A law firm has included on the letterhead of its stationery the name of the legal secretary for the law firm who is not licensed to practice law.
Is there any violation of the Code of Ethics in using this form of letterhead?
Although Canon II of the Code of Professional Responsibility says that a lawyer should assist the legal profession in fulfilling its duty to make legal counsel available, there are certain restrictions in this area. When viewed in light of these restrictions, the practice employed by the law firm violates the Code in at least two respects. First of all, it contravenes the express language of the Code. Secondly, to allow a law firm to use the name of its legal secretary on the letterhead could mislead the public in their dealings with that law firm.
DR 2-102 states:
"A lawyer or law firm shall not use . . . letterhead . . . except that the following may be used if they are in dignified form: . . . . .
(4) A letterhead of a lawyer identifying him by name and as a lawyer, and giving his addresses, telephone numbers, the name of his law firm, associates and any information permitted under DR 2-105. (which deals with specialties) A letterhead of a law firm may also give names of members and associates, and names and dates relating to deceased and retired members."
We do not find a Texas opinion which deals directly with this point, there are other opinions which give some indication as to how this language is to be construed. Texas Opinion 64 (February 1953) says "a law firm may list on its letterhead a partner or an associate who is not licensed in Texas provided he is licensed in another state . . . and the letterhead correctly reflects that he is not licensed to practice in Texas." The license to practice law seems to be the dividing line between what is proper and what is improper on the letterhead of a law firm's stationery. As this opinion shows, a lawyer need not necessarily be licensed in Texas, but if he is not, then he must be licensed in another state and the public must be made aware of this fact. The legal secretary for the law firm is not licensed to practice law in Texas nor is she licensed to practice in any other state. When DR 2-102 limits the names on letterheads to "Members and Associates," it seems to be clearly contemplating that only those licensed to practice law are to be considered members and associates. Based on this reasoning, then, it seems that to allow a law firm to list the name of its secretary on the letterhead would be in direct violation of DR 2-102.
A second reason why this practice should not be allowed is because it is probably misleading.
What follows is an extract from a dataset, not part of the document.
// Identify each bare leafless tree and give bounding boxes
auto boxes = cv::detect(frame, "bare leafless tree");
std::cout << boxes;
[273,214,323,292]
EC 2-13 of the Code of Professional Responsibility says "in order to avoid the possibility of misleading persons with whom he deals, a lawyer should be scrupulous in the representation of his professional status."
In Texas Opinion 227 (March 1959), a law firm was allowed to carry an out-of-state partner's name on the letterhead provided the letterhead specified that he was only licensed to practice in that state, and provided "there is no other misleading or deceptive circumstances which would lead anyone to believe the out-of-state partner is admitted to practice in Texas." In the case of the law firm, which is the subject of this opinion, the letterhead simply lists one of the attorneys as president, another attorney as vice-president, and the legal secretary as secretary-treasurer. There is no reference as to the professional status of any of the three. This could easily lead one to the conclusion that they were all of equal stature in the firm, and that all three were attorneys. A person dealing with the legal secretary could easily assume that she was licensed to practice law in the State of Texas, when in fact she is not licensed to do so. This is the type of misrepresentation that the Code of Professional Responsibility tries to avoid.
Informal Opinion 1000 of the ABA held that it would be improper to list a salaried investigator on the firm letterhead as "Staff Investigator" or in any other manner. Informal Opinion 619 of the ABA held that it was not proper for the name of a lawyer's secretary to appear on his letterhead and relied in part on the following quotation from Drinker's Legal Ethics, Pages 228-9, "A lawyer's letterhead may not carry the name of a client or of a patent agent associate, non-lawyer, notary or engineer or clerk or student or other layman, or give the names of references, or state that a laymen's association is associated with him in handling collections."
Therefore, for the above cited reasons, it seems that to continue the practice of listing the name of the legal secretary on the letterhead of the law office would be in violation of the Code of Professional Responsibility.